1 Introduction

pcds is an R package that stands for proximity catch digraphs (PCDs) and provides construction and visualization of the PCDs, and the spatial pattern tests (for inference on spatial interaction between classes or species) based on the two graph invariants of the PCDs. These invariants are the domination number and the arc density. The package provides a set of functions for the construction and visualization of three PCD families, namely arc-slice PCDs (AS-PCDs), proportional-edge PCDs (PE-PCDs), and central similarity PCDs (CS-PCDs), and for spatial inference based on two of these PCD families, namely PE- and CS-PCDs. Here, the spatial inference concerns testing class/species interaction for point pattern data, usually in two dimensional space. The spatial interaction patterns of interest are segregation and association. Segregation is the pattern in which classes tend to repel each other in the sense that points tend to be clustered around points from the same class (forming same-class clusters), while association is the pattern in which points from one class tend to cluster around points from another class (forming mixed-class clusters).
The one-dimensional versions of the PCD functions are also provided where AS-PCD is a special case of PE-PCDs or CS-PCDs. The one-dimensional versions are currently used for testing uniformity of points, instead of interaction between classes (although it is possible to use them for this purpose as well). We only extend the PE-PCD construction and visualization to three dimensions in this package.

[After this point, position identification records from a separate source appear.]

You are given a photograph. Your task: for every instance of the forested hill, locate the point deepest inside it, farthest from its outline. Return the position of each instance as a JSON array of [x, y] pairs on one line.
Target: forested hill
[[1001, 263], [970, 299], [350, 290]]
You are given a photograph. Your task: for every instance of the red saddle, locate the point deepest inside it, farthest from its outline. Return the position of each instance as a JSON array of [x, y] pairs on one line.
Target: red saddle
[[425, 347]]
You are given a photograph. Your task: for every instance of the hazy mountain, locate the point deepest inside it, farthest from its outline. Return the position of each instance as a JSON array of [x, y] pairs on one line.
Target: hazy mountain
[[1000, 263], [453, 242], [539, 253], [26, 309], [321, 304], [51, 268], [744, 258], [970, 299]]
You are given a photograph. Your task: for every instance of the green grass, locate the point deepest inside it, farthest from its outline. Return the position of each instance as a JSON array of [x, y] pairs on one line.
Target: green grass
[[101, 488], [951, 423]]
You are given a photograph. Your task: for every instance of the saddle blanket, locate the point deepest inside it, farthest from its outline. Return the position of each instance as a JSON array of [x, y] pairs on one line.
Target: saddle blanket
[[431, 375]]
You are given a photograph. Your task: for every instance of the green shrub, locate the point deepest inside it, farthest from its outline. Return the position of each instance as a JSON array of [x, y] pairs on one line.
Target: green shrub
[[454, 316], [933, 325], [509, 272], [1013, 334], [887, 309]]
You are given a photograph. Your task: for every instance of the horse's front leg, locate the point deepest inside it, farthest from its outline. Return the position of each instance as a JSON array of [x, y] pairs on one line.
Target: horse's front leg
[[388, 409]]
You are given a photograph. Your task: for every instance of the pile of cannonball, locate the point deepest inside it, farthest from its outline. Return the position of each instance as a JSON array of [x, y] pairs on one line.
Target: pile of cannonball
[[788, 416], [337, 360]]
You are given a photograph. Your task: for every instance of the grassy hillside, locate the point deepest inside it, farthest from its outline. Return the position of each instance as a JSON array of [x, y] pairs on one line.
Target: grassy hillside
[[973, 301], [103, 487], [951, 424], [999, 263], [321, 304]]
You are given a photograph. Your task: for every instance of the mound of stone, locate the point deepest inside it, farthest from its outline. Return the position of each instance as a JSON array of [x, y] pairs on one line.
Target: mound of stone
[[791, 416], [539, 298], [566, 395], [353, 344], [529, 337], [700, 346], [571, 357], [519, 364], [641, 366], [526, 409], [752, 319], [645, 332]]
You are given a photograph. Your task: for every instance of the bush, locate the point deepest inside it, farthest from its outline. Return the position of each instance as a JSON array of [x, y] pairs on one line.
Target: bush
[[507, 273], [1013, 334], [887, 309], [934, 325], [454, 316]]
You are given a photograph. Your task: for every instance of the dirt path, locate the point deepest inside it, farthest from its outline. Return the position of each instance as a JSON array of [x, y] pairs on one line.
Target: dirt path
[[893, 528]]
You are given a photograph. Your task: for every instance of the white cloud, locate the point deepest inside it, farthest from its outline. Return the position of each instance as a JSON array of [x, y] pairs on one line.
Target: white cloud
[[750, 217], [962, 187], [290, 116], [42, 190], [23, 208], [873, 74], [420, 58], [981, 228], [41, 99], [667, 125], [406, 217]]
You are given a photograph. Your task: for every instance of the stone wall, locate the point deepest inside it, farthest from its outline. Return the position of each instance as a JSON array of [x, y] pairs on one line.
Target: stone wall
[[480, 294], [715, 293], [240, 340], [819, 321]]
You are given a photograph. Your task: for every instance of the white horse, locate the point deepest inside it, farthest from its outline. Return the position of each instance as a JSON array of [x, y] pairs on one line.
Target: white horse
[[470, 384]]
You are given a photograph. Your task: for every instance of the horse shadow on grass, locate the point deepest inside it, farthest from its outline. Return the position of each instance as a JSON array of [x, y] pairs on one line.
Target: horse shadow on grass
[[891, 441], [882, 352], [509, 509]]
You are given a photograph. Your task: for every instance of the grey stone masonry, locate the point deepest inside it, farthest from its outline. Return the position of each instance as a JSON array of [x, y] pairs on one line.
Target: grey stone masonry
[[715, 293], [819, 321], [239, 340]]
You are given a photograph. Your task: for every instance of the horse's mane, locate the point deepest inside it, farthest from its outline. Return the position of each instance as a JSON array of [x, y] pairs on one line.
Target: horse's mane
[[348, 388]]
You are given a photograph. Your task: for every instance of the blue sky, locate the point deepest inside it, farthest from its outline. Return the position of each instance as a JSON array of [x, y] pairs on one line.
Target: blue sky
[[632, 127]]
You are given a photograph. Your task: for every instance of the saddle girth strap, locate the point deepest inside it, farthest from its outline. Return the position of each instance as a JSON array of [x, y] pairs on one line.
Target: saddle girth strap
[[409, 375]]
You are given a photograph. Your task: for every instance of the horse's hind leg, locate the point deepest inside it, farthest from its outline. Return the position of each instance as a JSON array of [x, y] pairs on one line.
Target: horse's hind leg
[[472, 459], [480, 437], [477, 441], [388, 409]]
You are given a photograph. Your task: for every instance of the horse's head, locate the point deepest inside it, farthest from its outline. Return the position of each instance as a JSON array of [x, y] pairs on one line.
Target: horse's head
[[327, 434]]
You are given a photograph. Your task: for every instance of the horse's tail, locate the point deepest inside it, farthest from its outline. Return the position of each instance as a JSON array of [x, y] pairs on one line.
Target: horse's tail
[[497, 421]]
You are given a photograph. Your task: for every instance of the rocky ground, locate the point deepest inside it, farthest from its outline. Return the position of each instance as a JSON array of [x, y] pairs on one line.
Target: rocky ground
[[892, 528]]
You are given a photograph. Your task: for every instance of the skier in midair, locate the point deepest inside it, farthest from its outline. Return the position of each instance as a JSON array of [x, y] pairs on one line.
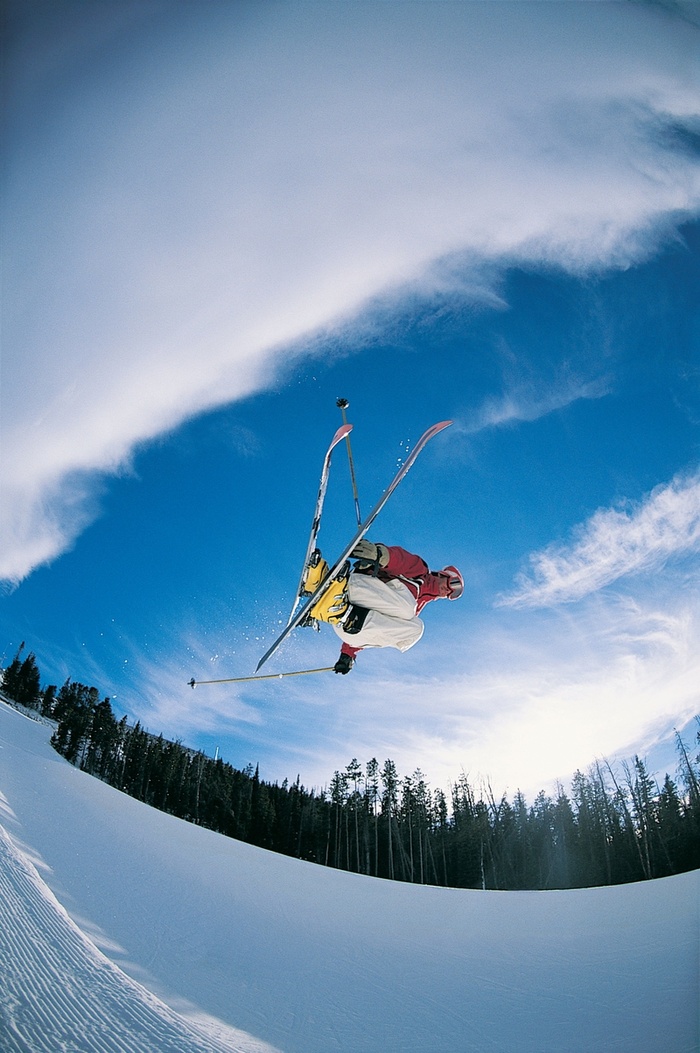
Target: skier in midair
[[386, 591]]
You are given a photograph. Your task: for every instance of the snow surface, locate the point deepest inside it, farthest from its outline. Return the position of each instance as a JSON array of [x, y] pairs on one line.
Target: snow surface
[[123, 929]]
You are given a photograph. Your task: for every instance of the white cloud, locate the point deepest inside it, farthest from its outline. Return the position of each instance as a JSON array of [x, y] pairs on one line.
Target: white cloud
[[183, 205], [527, 403], [613, 543], [536, 698]]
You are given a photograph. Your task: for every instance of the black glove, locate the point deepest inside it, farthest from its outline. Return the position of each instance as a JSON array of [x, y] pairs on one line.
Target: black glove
[[343, 664]]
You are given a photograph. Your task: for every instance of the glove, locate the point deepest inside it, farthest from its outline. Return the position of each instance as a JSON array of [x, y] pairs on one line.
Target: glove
[[371, 552], [343, 664]]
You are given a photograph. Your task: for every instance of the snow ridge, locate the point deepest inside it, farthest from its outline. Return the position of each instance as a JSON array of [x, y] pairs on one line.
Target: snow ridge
[[59, 992]]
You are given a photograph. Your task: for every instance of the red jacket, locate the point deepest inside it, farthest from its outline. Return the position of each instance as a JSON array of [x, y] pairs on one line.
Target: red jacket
[[414, 573]]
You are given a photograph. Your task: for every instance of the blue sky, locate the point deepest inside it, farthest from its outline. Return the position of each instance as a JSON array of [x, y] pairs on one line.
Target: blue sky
[[218, 219]]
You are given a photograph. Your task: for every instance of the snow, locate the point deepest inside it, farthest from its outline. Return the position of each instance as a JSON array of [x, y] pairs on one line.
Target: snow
[[123, 929]]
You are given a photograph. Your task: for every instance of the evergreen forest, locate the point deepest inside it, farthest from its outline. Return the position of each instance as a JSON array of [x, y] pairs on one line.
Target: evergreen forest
[[612, 827]]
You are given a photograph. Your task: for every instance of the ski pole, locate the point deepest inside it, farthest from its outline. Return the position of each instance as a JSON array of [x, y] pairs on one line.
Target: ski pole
[[266, 676], [342, 404]]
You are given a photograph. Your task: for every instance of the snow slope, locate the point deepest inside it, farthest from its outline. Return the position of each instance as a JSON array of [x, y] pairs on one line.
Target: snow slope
[[125, 929]]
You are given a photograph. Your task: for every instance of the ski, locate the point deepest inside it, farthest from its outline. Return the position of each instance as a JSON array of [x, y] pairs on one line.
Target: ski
[[362, 530], [341, 434], [266, 676]]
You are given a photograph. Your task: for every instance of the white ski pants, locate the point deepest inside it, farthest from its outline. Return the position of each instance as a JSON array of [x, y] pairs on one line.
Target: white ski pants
[[392, 621]]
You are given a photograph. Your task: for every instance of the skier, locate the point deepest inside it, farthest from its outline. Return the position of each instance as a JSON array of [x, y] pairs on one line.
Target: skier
[[386, 590]]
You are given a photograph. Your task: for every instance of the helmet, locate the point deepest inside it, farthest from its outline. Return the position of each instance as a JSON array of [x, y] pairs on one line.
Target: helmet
[[456, 581]]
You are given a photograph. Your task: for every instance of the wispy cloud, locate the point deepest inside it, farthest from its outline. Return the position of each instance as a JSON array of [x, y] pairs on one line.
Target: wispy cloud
[[532, 702], [613, 543], [525, 403], [171, 227]]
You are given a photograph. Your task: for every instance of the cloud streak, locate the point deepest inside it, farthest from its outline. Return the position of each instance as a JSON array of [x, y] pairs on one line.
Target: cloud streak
[[173, 226], [613, 543]]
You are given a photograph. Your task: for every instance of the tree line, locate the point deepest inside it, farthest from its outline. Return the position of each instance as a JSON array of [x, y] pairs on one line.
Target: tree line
[[612, 827]]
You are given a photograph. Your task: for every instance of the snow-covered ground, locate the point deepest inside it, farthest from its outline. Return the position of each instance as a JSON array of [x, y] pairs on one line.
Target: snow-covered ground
[[123, 929]]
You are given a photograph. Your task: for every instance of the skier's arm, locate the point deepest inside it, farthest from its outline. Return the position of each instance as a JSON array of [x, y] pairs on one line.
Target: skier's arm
[[402, 562]]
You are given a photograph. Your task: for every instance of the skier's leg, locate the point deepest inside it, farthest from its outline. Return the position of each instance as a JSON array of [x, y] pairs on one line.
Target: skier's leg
[[382, 631], [388, 597]]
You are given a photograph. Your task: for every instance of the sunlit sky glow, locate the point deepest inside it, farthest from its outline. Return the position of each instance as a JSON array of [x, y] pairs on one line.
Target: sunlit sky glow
[[220, 217]]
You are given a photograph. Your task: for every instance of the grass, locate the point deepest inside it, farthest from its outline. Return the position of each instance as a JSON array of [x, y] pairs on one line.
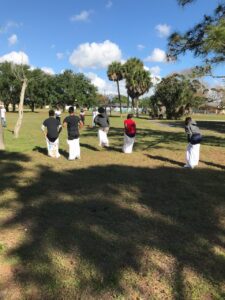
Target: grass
[[111, 225]]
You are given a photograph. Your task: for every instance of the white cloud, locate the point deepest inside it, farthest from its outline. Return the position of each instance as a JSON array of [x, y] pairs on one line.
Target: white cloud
[[82, 16], [155, 70], [106, 87], [5, 28], [157, 55], [12, 39], [95, 55], [48, 70], [163, 30], [140, 47], [109, 4], [60, 55], [16, 58]]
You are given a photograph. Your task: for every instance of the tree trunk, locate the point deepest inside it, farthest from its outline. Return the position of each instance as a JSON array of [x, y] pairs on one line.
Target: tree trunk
[[132, 103], [128, 103], [137, 107], [118, 89], [20, 110], [2, 145], [14, 106]]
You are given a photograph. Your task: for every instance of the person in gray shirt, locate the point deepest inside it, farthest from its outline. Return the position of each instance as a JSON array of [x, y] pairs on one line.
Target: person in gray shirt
[[194, 139]]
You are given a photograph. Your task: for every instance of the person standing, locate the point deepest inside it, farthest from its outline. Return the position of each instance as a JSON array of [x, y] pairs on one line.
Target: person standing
[[82, 115], [52, 135], [194, 139], [73, 123], [58, 114], [94, 114], [102, 121], [129, 134], [3, 115]]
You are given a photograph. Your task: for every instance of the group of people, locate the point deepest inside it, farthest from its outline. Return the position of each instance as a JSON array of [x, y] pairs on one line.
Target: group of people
[[3, 115], [52, 128]]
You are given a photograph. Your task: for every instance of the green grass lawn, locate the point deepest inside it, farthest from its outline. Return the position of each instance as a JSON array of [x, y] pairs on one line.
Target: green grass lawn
[[113, 225]]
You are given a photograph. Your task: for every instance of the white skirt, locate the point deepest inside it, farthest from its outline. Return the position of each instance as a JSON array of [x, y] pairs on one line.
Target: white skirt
[[53, 148], [192, 155], [103, 138], [74, 149], [128, 144]]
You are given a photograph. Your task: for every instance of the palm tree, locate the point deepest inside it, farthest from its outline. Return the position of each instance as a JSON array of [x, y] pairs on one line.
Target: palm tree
[[138, 80], [137, 85], [115, 73]]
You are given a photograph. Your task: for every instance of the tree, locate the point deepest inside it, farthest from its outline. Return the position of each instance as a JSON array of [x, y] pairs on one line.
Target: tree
[[38, 89], [206, 39], [115, 73], [138, 80], [20, 73], [177, 94], [9, 86], [2, 144], [73, 88]]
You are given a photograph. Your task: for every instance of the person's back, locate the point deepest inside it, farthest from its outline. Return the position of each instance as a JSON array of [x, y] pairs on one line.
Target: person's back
[[191, 128], [52, 126], [130, 127], [72, 126], [73, 123], [102, 120]]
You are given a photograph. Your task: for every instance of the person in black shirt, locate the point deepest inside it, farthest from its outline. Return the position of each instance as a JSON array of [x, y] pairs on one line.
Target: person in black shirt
[[73, 123], [52, 136]]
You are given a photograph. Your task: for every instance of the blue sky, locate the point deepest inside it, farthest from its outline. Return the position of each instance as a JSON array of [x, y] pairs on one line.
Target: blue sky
[[86, 35]]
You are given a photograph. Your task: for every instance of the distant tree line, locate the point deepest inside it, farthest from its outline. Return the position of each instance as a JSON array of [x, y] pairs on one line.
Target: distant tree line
[[67, 88]]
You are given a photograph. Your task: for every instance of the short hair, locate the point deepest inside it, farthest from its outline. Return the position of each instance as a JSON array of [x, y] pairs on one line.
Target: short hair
[[187, 120], [51, 113], [71, 110], [101, 110], [130, 116]]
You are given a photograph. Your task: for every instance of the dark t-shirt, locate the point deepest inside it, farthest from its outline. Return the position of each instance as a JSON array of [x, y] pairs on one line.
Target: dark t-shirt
[[72, 127], [52, 128]]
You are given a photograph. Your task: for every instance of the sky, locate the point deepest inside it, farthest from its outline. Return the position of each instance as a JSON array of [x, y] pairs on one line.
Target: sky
[[87, 35]]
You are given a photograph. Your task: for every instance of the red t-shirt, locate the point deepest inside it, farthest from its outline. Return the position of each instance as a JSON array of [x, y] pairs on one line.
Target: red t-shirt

The vignette files for the pcds package are written as sections or chapters of a larger main vignette file and are organized as “VSk_Title” where “k” is the section number and “Title” is the corresponding markdown file name, starting with “VS0_Intro”. It is recommended to read the vignettes in this order for more efficient and informed use, however, they can be used in any order the users/readers prefer, but some tools or concepts may have been introduced in an earlier section (mostly with references).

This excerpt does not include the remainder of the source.